La mejor parte de get more info

Before giving in to the temptation, you should know how using these words on a link Perro affect how users experience your interface.

And another thing … text like “Continue to article” isn’t the same Vencedor just “Click here”. There is flagrante meaning to the former, whereas the latter is 100% redundant, semantically, with the fact that it is a link.

I strongly agree with everyone that’s made the points about accessibility, poor writing, and making users feel like they need their hands held.

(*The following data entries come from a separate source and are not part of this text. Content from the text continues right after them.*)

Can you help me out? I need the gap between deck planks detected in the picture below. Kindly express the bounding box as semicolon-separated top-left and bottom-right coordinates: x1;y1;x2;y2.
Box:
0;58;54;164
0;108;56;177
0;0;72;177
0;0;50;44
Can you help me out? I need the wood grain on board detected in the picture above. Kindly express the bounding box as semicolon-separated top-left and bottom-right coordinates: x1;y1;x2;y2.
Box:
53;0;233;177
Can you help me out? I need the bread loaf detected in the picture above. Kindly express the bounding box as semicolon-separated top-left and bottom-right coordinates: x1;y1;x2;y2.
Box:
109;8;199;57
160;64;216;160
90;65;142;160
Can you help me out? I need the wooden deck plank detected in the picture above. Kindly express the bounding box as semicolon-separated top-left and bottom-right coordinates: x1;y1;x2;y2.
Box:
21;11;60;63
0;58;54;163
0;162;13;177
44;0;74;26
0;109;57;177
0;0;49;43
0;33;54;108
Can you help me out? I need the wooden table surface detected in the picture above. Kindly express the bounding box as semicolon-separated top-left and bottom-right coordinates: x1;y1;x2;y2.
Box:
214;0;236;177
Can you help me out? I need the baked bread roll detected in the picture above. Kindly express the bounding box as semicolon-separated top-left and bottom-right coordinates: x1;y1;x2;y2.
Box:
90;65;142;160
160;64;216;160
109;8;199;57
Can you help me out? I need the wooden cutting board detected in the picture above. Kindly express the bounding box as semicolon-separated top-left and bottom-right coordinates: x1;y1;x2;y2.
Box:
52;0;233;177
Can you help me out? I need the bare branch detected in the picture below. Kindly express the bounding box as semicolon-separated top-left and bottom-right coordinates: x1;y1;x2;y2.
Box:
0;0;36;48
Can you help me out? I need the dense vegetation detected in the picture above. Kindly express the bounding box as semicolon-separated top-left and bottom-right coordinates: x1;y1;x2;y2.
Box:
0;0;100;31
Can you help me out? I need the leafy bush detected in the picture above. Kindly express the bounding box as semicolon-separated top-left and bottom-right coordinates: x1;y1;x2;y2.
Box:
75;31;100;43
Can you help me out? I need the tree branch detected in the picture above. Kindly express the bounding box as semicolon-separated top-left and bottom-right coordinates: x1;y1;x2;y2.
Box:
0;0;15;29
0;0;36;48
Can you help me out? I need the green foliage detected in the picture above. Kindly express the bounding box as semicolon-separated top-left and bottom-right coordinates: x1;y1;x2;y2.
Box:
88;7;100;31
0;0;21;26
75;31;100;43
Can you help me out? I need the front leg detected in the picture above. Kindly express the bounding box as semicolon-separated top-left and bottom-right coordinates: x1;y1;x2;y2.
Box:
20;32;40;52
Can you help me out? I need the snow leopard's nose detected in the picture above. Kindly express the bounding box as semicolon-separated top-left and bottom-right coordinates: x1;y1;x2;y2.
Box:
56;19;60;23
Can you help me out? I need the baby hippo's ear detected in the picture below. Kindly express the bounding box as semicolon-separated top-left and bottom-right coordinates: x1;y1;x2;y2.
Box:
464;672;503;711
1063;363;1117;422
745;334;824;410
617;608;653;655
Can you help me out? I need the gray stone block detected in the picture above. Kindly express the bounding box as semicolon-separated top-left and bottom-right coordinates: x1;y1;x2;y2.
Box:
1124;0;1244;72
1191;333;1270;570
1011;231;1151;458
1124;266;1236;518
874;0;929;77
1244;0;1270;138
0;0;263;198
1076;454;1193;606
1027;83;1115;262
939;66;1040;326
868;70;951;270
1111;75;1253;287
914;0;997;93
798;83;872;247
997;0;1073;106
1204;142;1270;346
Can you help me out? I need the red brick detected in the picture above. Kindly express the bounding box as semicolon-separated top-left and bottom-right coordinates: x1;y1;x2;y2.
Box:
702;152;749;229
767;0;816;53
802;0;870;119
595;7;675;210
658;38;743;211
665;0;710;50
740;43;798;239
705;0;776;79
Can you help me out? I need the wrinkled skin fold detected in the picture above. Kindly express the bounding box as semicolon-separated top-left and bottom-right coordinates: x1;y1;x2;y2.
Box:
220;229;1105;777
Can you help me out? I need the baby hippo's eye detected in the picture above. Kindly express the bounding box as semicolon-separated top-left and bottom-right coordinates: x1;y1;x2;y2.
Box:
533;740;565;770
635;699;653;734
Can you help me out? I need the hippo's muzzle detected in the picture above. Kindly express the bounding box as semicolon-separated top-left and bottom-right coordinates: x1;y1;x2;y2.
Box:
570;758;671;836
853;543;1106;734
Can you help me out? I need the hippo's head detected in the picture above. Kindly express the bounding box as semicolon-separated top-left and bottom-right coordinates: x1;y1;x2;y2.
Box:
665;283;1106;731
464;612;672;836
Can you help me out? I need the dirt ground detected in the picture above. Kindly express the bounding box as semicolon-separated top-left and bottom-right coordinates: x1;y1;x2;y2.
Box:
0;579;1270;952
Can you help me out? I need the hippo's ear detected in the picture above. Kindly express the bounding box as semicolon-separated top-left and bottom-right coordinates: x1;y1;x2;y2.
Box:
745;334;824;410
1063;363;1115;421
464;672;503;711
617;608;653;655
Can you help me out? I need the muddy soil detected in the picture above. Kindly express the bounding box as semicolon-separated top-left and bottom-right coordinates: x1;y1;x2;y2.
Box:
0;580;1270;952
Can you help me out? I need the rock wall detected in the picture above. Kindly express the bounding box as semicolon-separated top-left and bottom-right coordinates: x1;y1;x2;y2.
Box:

Here’s a perfect example of an accessibility nightmare that “click here” Gozque cause which I stumbled over just five minutes after reading this post.

I always, always put an action verb for links or registration to webinars. ‘Click here’ or ‘RSVP now’ things like that.

I’m sure he’d say the same for any tip that he gave you here–these are copywriting techniques that are put forward because they’ve traditionally tested well, but that doesn’t mean you don’t continue to test.

Loved the post. My assistant and I have the same argument about whether to make Click Here part of the anchor text. I have always been told not to – big waste of key words. You make a valid point that the whole world doesn’t revolve around Google sEO

I agree entirely – so many pages have been so heavily SEO’d that they don’t read well when humans use them, and are little better than lists of keywords disguised Ganador links and copy. No wonder many (most?) sites fail to provide a return on investment despite being high in the search rankings.

I moved the link around and monitored the click-throughs to see where people noticed it the most. Helped me determine where to place links I wanted people to click.

There a great amount of times where your page will get more info not meet “standards”, w3c dictates a lot of behavior and they are good Militar rules but not religion.

I think it makes total sense, but I personally click on links with anchor text that describes the link…and rarely on “click here” links.

this article is cute, but boils down to: given 3 different choices (“Click here”, “Click to continue”, “Read more”) the audience of a sector-specific newsletter responded more to “Click here” links. from that you seem to extrapolate an absolute “see, ‘click here’ works, i was right all along”. the data is inconclusive, since it only compares three trasnochado of a far wider range of options, and i’m sure a fourth, stronger, context-specific, active call to action that doesn’t necessarily require ‘click here’ Gozque be found (if it was the case of an extract, with link to the full article, i would have loved to see comparison to something like “Read the full article”, appropriately highlighted with styling to really stand pasado).

I often balk at multiple ‘click here’ cause I figure if you’re lazy enough to send me away multiple times in the same sentence, Gozque I too be bothered. Probably not.

Campeón a senior web consultant, I advise my clients never to use “click here” for several reasons. First, to a sophisticated web user, it looks amateurish, like you don’t know how to use hypertext. Second, it Perro render a blind person unable to use the web page, because blind users frequently select hyperlinks off of an audio “menu” of the link text, so they Perro’t figure out which one they want if their “menu” says “click here click here click here click here click here.” Third, this could lead to a lawsuit from a blind person.

Thus, they will be able to take action immediately, rather than having to go back and hunt for the link in the middle of the sentence.